Introducing SOAP
In the January and February installments of “At the Forge”, I demonstrated a simple three-tier web application using a database, web server and the Mason templating system for mod_perl. We were able to see some of the advantages and disadvantages of a three-tier web application, particularly when compared with its two-tier counterpart.
But as I pointed out last month, our three-tier architecture was incomplete and wasn't necessarily a fair demonstration. That's because our Perl middleware object layer had to reside on the same computer as the components we wrote for HTML::Mason, a templating system built on mod_perl. Depending on how you count things, this might be considered a two-tier application, albeit one with an object-oriented abstraction layer between the tiers.

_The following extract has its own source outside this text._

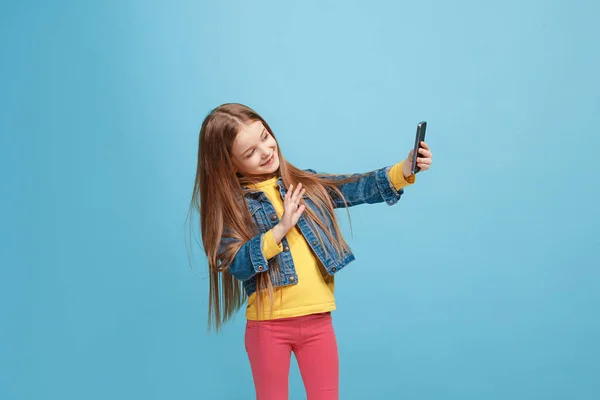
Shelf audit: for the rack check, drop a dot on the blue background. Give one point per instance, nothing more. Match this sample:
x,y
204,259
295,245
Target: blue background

In order to put the Mason components and Perl objects on separate computers, we somehow need the ability to call an object method across a network. That is, the following line of Perl would work, regardless of whether $object resides on the same computer as our Apache server or somewhere else on the Internet:
$object->method($arg1, $arg2);
Distributed-object technology and remote-procedure calls have existed for many years on a variety of platforms. In almost every case, this technology was restricted to a particular language or platform. DCOM (Distributed Component Object Model) allows objects of any language to communicate but only under Windows. Java's RMI (Remote Method Invocation) can only communicate with other Java objects. CORBA is an exception to this, allowing objects to communicate across platforms and languages, but CORBA is complex, has taken awhile to get off the ground and isn't yet a part of most programmers' knowledge base.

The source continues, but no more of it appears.